Top producer Weinstein calls for film credit change
Oscar-winning producer Harvey Weinstein has called for a change to film credits, to distinguish between financial and creative input.
He argued that clearer credits would avoid "that five-people-on-stage car crash" that he was a part of in 1999 when Shakespeare in Love won an Oscar.
At a Producers Guild of America event, he said creative producers deserved to be "taken a little more seriously".
Shakespeare in Love's best film win marks Weinstein's only Academy Award.
Speaking at a conference in New York this weekend, Weinstein called for a 'CPGA' category - 'C' for creative - as well as a separate producer category for those contributing finance to a film.
In 1999, Weinstein, Donna Gigliotti, Marc Norman, David Parfitt and Ed Zwick all took to the stage to accept the Oscar for Shakespeare in Love and each took turns to make a speech
It led to the Academy's decision, in conjunction with the PGA, to implement caps on the number of producers who could be eligible for a production credit in the future imposing a "three producer limit" on nominees and winners.

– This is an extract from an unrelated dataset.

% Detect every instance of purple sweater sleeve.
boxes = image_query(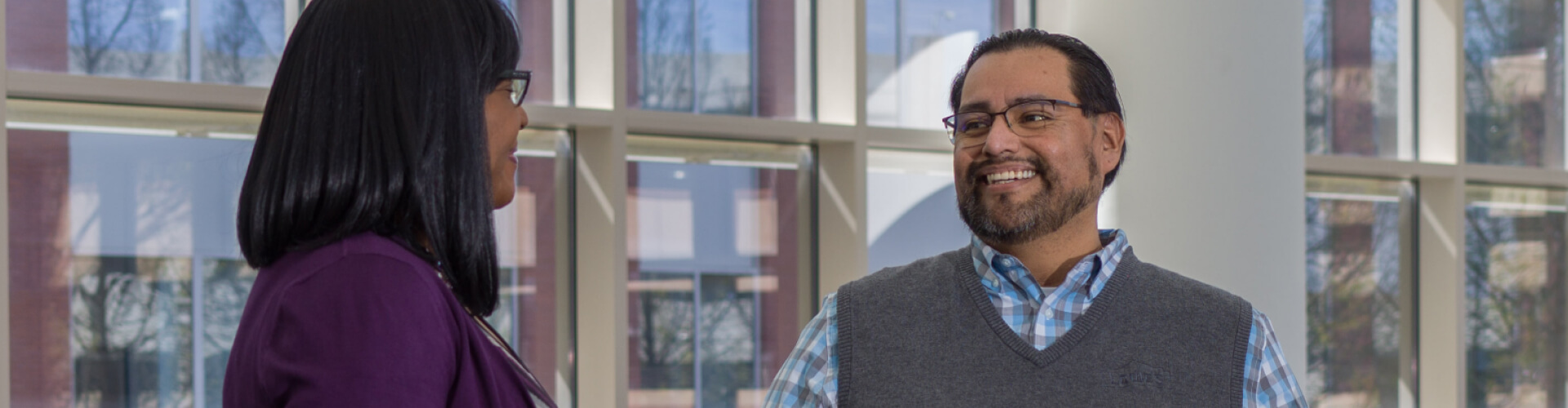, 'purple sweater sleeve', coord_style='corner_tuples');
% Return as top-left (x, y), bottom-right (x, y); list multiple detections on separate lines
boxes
(259, 255), (460, 406)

Explaining the circumstances, Weinstein said: "In the contract, it said that Ed Zwick [who developed the script] and Marc Norman [who wrote the original script] were to be designated 'producers."

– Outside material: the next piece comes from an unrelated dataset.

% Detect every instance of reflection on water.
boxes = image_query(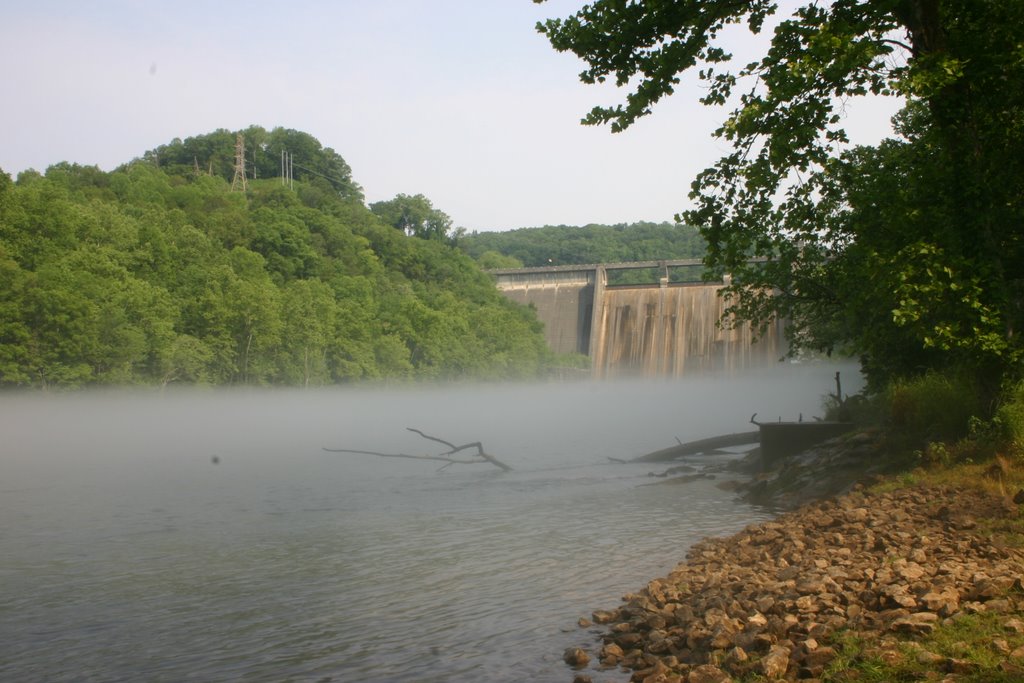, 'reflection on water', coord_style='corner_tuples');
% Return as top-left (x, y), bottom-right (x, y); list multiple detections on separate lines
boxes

"These guys made enormous contributions to the project - in the development stage. Neither of them were ever on the set, they were never in the editing room and they were never involved in any post-production.
"These two guys were never there. These two never did anything in the producing sense. I didn't say anything because the team said, 'Don't say anything. It's the Oscars. Let it go. Wait 20 years.' So here I am!"
"I know you're working 24-hour days," Weinsten told Vance Van Petten, national executive director of the PGA, on Saturday. "But add two hours to that and figure this out."
Earlier this year, the Academy announced that producer duos "who meet certain criteria" will be allowed to compete as a single producer, which creates the possibility of more producing nominees for best film in 2015.